La sfida politica più complicata è quella delle elezioni in Emilia-Romagna, dove la mancanza di seri interventi contro il rischio idrogeologico (al Partito democratico interessano soprattutto i circenses, cioé le kermesse culturali, i salotti intellò, la chiacchiera filo-teosofica, mica il panem, mica la lotta contro la peronospora della vite e il caro vita, mica lo spurgo dei tombini, mica la lotta alla miseria vera. Non sarà mestiere facile ridare pluralismo a una regione dove ci sono Cattolica e Predappio, ma anche la Bologna dove (ricordo dei tempi dell’università) alle 19,30 in punto suonava – metaforicamente ma non troppo – la tromba del sindaco dal palazzo comunale sito in Piazza Maggiore, e tutti i negozi di Bologna chiudevano le serrande all’unisono, lasciandoti con la fame in bocca, piuttosto che trasgredire. Una città dove, durante la rivolta del 1977, fu il sindaco a chiamare in aiuto i blindati, e non Francesco Cossiga a premere per inviarli (rimasi coinvolto anch’io in quelle vicende nel corso di uno sciopero della fame promosso dal Partito radicale).
Il Pci in Emilia-Romagna è stato un potere rassicurante e onnipotente, che ha integrato in sé i due poteri di Stato e Chiesa. La fede integrale/integralista nel “progresso dei lavoratori”, dell’umanità eccetera, è stata totale e senza mai un dubbio. È stata invisibilmente feroce contro la dissidenza, violenta (invisibilmente) contro il pluralismo culturale ed economico. Per non dire dell’episodio vergognoso col quale centinaia militanti del partito vietarono che nella stazione di Bologna venissero sfamati i profughi dall’Istria, in viaggio verso una meta da stabilirsi da diversi giorni su un treno-tradotta simile a quelli che deportavano i dissidenti – o quelli che tali sembravano – verso la Siberia.
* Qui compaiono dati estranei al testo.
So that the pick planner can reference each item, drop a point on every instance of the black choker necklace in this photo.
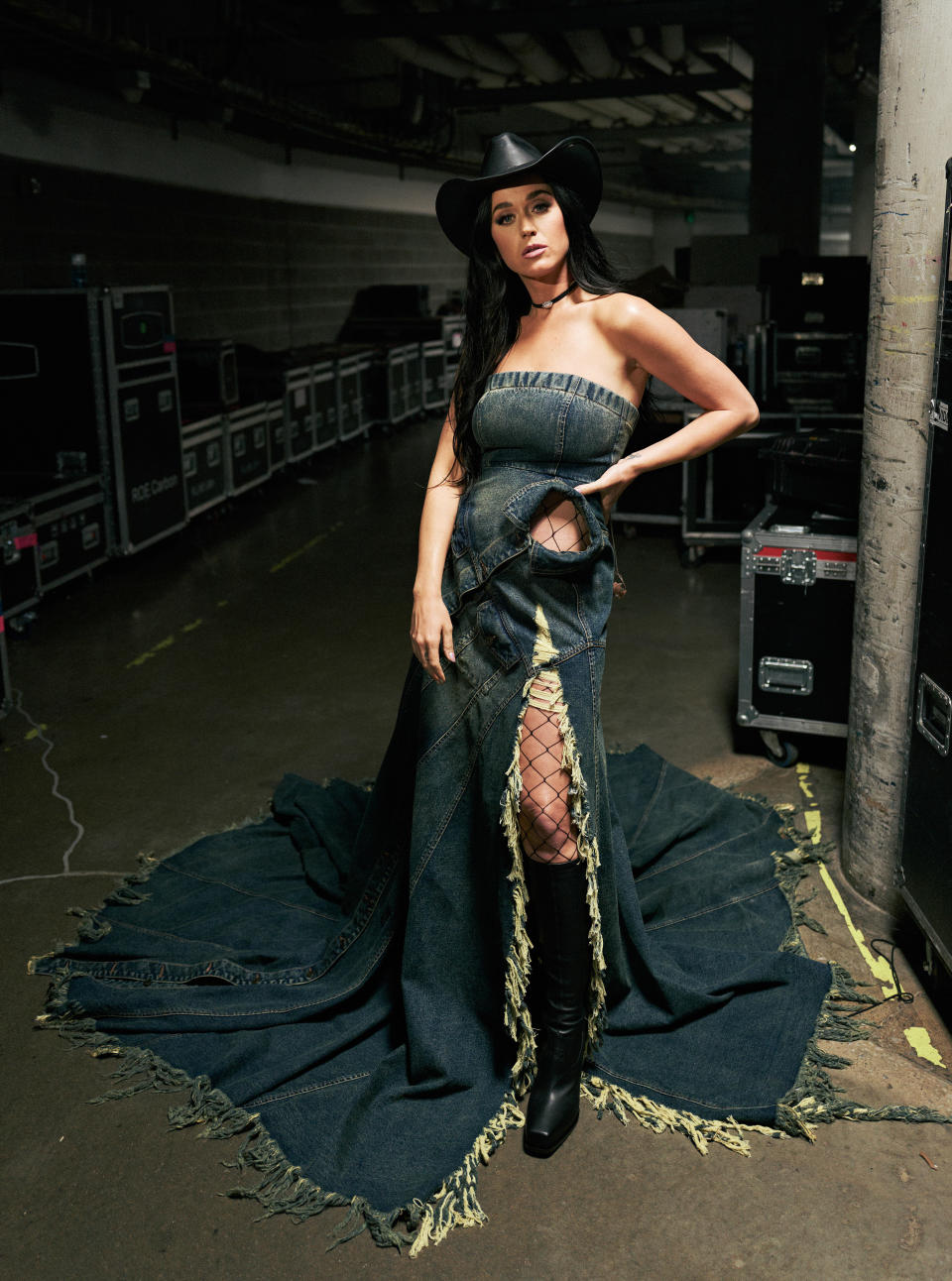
(556, 298)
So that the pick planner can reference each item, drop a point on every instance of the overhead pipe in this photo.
(597, 59)
(539, 65)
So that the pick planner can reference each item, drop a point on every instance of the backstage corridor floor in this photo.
(177, 688)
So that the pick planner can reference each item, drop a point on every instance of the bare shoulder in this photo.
(627, 312)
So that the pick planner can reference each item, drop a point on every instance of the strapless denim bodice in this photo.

Il treno dovette ripartire tra fischi e insulti senza rifornire i profughi di pane e acqua (e a bordo c’erano madri che allattavano).
Allora, se l’ideologia e la certezza della propria superiorità “genetica” di “popolo eletto” sono così radicate nel monopartitismo dell’Emilia-Romagna, scalzare questo suprematismo rosso non sarà cosa facile, persino di fronte a una serie così ripetuta di alluvioni, distruzioni, incapacità di fare politiche pubbliche, di capire le ragioni dell’ecologia discernendo però anche i torti degli ecolò-intellò e di quei pigmei, tronfi come un Golia, che si ergono pensando – ma senza dirlo perché son farisei del politicamente corretto – “io sì che più di te ne so”.